Por: Andrés Miguel Rondón Anzola
Diría Tólstoi, con su habitual extremismo, que cada líder es prisionero de su tiempo y rehén de su sociedad. Yo me limito a definirlos por el contexto histórico en el que emergen. Hay líderes de la guerra y la posguerra, de la prosperidad y la miseria, de la autarquía y la disrupción tecnológica, de la igualdad de derechos y la desigualdad salarial. De la revancha, de la reconciliación, de la victoria o la humillación. Winston Churchill, el Emperador Hirohito, Bill Clinton, Margaret Thatcher, Adolfo Suárez: cada uno evoca, al pensarle, las urgencias de su tiempo. Pero el pasado es más fácil de leer que el presente. Un Trump, un Puigdemont, un López Obrador o un Boris Johnson, ¿A qué urgencia responden, a qué vienen y de dónde? Tales son los nuevos liderazgos: nos asombran. Nos hacen preguntarnos: ¿Qué tiempos son estos?
Pues, tiempos nuevos. Lo primero es reconocer, por tanto, que esta es una nueva generación de líderes. Que son de una índole distinta a sus respectivos predecesores. Los George Bush, Jordi Pujol, Peña Nieto o David Cameron de antaño son marcadamente de otro signo. Y no por diferencias de lenguaje, o de perfil, o de ideología política (aunque también), sino por algo más sencillo: porque los tiempos han cambiado.

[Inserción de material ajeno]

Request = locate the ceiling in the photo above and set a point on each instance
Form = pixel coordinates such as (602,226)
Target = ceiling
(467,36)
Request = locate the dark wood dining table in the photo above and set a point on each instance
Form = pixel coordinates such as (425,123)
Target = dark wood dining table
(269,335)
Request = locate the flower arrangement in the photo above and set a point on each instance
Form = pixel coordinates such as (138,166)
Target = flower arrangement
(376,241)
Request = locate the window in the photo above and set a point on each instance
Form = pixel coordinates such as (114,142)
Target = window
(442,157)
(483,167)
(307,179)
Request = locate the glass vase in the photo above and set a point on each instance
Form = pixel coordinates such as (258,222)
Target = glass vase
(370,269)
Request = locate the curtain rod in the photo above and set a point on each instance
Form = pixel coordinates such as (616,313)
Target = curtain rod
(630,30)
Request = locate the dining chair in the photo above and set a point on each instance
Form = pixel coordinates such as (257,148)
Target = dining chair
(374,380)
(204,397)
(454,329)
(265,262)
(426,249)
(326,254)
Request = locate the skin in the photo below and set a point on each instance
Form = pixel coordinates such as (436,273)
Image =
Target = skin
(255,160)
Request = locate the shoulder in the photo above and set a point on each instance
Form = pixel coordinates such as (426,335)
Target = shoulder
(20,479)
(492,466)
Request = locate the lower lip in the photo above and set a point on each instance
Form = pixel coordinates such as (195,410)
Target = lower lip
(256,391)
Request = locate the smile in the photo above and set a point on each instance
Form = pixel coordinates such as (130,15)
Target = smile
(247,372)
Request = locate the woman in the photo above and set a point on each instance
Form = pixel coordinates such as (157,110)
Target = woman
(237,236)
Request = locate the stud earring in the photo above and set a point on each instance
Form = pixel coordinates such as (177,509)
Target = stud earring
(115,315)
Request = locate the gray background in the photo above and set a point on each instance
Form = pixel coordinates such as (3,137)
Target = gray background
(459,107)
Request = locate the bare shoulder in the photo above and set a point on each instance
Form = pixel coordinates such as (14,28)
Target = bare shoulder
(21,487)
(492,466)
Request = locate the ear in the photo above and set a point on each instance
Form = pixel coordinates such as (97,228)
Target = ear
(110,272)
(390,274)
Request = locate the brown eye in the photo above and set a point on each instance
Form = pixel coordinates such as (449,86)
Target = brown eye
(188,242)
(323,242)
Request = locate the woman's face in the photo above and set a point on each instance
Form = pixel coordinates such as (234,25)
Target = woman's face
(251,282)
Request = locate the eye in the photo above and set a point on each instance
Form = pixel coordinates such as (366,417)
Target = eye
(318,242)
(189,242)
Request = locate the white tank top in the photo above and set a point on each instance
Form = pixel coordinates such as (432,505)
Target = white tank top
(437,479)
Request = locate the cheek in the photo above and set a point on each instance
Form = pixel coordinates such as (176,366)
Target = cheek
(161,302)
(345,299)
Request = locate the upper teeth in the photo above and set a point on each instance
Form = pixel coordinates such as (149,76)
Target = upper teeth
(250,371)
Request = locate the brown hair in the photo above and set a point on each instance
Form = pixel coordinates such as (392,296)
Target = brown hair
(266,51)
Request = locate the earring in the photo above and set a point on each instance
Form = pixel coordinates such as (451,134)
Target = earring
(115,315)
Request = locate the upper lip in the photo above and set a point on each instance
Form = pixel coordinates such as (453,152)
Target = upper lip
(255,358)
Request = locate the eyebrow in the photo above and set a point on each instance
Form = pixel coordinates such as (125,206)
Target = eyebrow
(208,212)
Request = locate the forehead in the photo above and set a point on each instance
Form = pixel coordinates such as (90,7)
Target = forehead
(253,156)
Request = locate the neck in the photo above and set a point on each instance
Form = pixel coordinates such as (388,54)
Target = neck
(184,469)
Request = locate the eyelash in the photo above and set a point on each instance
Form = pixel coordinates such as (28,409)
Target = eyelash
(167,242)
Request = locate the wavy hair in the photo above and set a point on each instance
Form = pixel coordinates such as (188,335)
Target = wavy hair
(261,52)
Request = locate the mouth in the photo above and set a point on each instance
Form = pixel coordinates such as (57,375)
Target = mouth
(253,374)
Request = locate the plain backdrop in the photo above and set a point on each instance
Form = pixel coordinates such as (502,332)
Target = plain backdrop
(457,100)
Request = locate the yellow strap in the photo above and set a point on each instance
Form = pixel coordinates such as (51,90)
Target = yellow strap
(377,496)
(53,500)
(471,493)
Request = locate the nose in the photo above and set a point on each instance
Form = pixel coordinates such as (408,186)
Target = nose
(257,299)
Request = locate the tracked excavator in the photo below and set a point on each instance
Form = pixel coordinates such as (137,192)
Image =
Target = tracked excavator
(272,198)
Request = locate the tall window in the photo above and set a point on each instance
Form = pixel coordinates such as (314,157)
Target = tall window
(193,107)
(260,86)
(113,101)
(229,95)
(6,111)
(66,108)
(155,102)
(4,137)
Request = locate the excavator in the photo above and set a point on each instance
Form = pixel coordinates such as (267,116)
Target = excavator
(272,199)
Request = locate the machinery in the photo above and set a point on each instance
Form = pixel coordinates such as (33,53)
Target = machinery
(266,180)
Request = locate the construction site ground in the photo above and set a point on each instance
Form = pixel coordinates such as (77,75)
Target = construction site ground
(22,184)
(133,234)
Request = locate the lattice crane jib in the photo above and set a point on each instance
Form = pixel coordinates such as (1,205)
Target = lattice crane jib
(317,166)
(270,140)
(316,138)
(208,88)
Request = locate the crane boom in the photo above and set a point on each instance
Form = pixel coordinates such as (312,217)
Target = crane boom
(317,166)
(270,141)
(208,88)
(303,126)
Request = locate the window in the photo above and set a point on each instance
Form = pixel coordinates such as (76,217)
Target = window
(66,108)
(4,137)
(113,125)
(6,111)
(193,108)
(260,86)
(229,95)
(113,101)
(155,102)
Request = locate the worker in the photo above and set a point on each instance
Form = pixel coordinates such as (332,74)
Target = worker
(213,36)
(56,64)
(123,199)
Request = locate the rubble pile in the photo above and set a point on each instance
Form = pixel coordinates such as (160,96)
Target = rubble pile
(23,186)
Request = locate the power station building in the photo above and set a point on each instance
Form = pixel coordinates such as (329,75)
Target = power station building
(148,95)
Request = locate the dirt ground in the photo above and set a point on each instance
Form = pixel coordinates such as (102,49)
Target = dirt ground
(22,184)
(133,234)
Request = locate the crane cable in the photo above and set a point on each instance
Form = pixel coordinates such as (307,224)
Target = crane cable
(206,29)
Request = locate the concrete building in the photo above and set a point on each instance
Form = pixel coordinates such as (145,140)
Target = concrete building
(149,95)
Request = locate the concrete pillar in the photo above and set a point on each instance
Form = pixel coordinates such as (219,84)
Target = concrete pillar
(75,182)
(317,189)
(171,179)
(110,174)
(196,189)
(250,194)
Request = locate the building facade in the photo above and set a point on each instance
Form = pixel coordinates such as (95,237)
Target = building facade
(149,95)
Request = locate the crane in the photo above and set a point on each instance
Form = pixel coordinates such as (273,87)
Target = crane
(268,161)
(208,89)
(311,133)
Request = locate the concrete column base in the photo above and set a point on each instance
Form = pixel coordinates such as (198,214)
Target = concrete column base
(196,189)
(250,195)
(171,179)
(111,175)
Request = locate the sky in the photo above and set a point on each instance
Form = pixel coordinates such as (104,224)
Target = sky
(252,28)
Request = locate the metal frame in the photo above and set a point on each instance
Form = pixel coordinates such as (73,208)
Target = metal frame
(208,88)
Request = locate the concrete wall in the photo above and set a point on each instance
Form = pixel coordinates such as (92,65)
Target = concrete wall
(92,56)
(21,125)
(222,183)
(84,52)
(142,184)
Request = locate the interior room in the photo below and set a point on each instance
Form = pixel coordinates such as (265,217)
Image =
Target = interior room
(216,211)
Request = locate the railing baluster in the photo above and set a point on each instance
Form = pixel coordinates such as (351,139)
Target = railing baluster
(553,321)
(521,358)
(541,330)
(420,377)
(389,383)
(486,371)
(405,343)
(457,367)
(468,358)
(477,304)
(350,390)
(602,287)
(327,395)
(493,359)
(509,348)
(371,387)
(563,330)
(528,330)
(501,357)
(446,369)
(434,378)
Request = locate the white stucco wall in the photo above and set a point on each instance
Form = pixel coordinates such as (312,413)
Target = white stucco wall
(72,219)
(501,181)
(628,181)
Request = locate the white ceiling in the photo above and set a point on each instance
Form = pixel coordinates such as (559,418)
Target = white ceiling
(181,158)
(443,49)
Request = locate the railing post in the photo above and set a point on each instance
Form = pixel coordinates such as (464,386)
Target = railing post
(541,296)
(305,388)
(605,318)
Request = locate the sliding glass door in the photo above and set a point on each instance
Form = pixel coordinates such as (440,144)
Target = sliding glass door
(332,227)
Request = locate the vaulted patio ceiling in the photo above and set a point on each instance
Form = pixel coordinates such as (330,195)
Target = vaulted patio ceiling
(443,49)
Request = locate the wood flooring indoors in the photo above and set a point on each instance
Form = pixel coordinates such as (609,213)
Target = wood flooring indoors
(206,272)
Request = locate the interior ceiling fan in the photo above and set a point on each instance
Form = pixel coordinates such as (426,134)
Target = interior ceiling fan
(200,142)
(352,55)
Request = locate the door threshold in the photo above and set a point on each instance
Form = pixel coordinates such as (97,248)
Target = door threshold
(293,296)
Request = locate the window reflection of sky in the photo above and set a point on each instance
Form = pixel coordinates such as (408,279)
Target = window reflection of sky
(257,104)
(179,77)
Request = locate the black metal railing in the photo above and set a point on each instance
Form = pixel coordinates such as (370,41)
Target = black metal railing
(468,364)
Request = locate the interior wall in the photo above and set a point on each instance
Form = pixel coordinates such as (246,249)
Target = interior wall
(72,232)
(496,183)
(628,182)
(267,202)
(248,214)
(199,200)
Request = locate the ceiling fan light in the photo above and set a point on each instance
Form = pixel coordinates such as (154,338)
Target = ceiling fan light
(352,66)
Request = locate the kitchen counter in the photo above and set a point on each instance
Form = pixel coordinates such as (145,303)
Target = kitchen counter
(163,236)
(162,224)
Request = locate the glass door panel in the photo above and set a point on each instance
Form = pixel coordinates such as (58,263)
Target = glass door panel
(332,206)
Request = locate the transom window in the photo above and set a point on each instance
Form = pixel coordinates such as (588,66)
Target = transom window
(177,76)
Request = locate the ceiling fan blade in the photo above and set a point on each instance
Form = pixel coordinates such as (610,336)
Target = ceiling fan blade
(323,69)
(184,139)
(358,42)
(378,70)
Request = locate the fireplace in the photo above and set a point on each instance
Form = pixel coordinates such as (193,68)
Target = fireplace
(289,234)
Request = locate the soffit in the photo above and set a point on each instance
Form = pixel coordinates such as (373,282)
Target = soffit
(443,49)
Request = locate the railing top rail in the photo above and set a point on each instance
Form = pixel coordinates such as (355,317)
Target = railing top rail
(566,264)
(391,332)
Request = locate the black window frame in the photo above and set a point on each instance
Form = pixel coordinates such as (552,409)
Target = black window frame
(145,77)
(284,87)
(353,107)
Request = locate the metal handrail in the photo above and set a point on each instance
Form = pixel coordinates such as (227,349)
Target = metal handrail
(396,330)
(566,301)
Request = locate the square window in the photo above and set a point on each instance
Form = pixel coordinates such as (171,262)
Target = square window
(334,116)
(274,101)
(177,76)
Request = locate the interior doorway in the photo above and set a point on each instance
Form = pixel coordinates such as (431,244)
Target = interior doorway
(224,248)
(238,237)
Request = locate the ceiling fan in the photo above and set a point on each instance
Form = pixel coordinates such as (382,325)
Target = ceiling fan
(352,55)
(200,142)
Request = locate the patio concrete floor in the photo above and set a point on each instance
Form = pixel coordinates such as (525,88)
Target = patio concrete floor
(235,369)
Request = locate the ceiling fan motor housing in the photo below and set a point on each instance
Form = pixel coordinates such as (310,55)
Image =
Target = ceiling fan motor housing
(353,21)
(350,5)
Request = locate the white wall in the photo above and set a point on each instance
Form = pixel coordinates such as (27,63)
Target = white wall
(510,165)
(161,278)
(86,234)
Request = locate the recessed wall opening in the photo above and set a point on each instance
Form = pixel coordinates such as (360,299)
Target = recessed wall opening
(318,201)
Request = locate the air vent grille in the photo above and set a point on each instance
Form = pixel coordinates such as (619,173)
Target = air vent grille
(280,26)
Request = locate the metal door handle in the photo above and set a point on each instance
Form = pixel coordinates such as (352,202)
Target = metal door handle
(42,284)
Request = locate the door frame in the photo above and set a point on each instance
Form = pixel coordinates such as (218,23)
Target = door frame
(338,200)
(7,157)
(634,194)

El contexto histórico de Bush poco tiene que ver con el de Trump. El uno llegó al poder en el optimismo del nuevo milenio, de la caída del Muro de Berlín y el fin de la historia. El otro después de una cruenta crisis económica, a un país ahora más bien atemorizado por la inmigración, el avance tecnológico, el comercio internacional y el terrorismo. Pujol se inspiró en reconstruir, durante un largo boom económico, una nación catalana desde la ruina cultural del franquismo; ya para Puigdemont, liderando una Cataluña que apenas recupera su PIB per capita precrisis, este intento –esta reconstrucción— no es suficiente. Peña Nieto llegó con el entusiasmo de una comunidad internacional y empresarial ávida de sus planes grandiosos de reforma; no habiéndolos cumplido, deja atrás un país desesperanzado y presto para líderes desesperados como López Obrador. David Cameron gestionó su Ministerio bajo la premura de un país en plena crisis económica, al cual tenía que sacar de ella; Boris Johnson, desde la complacencia de un país que surgía en franco aunque insuficiente crecimiento, lanzó sus dados y bostezó lo incumplible.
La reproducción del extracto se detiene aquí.